Multiply equation (2) by 2 and add it to equation (1) to eliminate \(q\):

Multiply (2) by 2: $$ 2(q-r) = 2(-1) \implies 2q - 2r = -2 $$

$$ p - 2q = -4 $$

$$ 2q - 2r = -2 $$

(1)

---

$$ p - 2r = -6 $$

(4)

Now add equation (3) and (4) to eliminate \(r\) and solve for \(p\):

$$ 3p + 2r = 14 $$

$$ p - 2r = -6 $$

(3)
(4)

---

$$ 4p = 8 $$

$$ p = 2 $$

Substitute \(p=2\) into equation (1) to find \(q\):

$$ (2) - 2q = -4 $$ $$ -2q = -6 $$

$$ q = 3 $$

Substitute \(q=3\) into equation (2) to find \(r\):

$$ (3) - r = -1 $$ $$ -r = -4 $$

$$ r = 4 $$

Finally, substitute the values of \(p, q, r\) back to find \(x, y, z\):

Since \( p = \frac{1}{x} \), then \( 2 = \frac{1}{x} \implies x = \frac{1}{2} \)

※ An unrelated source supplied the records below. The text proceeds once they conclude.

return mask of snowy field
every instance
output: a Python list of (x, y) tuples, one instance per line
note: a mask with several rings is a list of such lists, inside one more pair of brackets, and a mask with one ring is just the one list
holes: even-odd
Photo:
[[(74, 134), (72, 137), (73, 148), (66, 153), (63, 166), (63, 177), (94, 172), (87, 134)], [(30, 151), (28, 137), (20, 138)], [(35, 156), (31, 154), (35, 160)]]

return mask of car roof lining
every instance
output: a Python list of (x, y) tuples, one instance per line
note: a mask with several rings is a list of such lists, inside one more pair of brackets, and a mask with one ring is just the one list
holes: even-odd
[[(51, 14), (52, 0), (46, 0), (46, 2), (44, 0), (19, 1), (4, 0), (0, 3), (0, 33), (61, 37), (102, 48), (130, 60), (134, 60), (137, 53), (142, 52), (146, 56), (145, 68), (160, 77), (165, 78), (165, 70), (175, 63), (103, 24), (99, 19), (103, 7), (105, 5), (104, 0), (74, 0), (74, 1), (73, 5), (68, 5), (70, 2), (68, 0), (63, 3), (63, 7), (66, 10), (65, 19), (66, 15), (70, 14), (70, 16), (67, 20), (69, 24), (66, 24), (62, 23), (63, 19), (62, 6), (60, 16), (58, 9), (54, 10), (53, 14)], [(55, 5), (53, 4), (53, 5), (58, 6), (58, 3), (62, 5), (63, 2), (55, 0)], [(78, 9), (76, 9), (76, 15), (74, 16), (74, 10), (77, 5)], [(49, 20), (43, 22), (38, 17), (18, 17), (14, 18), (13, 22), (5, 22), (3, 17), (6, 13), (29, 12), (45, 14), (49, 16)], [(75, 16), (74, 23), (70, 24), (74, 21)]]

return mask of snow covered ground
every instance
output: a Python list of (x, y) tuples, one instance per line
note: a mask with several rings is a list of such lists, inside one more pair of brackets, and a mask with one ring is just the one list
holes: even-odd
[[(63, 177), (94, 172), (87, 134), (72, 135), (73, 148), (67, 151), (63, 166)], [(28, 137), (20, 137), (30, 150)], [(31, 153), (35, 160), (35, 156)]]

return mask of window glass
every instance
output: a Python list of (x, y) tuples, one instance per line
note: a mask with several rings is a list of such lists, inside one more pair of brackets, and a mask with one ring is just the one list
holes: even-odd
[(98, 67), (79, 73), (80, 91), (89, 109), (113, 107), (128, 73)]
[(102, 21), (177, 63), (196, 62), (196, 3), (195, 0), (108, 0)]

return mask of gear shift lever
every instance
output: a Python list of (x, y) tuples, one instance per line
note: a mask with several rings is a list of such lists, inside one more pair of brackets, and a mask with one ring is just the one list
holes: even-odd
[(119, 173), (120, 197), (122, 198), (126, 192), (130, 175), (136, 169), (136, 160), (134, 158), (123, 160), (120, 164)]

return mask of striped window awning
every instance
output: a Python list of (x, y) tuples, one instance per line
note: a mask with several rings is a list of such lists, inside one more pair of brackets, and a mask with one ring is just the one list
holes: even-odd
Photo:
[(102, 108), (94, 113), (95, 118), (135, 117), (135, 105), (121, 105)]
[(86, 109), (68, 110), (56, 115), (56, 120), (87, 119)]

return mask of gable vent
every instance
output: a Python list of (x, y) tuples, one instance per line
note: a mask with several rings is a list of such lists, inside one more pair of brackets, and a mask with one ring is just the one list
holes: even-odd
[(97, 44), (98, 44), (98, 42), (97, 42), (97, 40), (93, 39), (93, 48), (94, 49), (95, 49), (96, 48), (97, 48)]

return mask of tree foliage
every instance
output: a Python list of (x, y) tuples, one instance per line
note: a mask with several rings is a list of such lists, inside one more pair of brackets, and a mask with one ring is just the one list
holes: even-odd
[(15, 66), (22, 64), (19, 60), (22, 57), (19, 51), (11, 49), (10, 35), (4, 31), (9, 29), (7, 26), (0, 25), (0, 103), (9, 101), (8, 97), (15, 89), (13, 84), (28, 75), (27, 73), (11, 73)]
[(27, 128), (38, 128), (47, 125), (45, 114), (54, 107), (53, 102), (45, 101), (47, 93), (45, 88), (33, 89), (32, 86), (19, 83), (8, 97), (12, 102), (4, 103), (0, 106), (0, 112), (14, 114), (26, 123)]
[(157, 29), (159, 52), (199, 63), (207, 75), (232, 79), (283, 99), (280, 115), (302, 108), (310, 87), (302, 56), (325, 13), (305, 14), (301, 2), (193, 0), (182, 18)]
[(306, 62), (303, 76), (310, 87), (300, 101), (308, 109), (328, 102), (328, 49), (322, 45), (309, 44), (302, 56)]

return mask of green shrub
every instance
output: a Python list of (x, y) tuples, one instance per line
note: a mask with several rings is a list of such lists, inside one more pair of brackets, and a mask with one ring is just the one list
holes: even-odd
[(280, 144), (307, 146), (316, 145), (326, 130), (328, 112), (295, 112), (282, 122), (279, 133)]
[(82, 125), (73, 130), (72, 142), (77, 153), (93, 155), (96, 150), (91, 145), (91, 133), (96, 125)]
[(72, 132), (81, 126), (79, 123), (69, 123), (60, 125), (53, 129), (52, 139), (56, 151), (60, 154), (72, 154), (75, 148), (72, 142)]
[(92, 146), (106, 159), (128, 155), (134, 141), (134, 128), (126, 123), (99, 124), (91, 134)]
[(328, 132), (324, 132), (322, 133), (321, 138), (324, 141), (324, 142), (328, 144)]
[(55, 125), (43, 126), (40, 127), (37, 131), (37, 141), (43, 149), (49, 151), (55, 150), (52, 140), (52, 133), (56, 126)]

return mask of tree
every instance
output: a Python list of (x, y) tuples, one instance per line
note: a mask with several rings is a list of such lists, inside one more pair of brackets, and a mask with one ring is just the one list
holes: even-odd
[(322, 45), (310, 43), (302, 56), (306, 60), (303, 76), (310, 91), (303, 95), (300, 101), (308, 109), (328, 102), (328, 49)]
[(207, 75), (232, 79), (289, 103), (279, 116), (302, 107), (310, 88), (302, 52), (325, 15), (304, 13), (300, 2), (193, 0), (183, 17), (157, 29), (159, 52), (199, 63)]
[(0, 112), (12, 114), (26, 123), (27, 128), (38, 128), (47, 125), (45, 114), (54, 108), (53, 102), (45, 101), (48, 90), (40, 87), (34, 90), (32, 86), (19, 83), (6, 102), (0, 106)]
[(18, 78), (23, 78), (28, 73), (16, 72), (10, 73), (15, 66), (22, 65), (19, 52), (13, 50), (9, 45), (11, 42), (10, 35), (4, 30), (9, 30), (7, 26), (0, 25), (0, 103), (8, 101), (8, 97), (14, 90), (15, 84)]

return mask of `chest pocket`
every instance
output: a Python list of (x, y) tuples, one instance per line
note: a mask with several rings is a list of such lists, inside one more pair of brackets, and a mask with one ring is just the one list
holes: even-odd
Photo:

Since \( q = \frac{1}{y} \), then \( 3 = \frac{1}{y} \implies y = \frac{1}{3} \)

Since \( r = \frac{1}{z} \), then \( 4 = \frac{1}{z} \implies z = \frac{1}{4} \)

The final solution is:

$$ x = \frac{1}{2}, \quad y = \frac{1}{3}, \quad z = \frac{1}{4} $$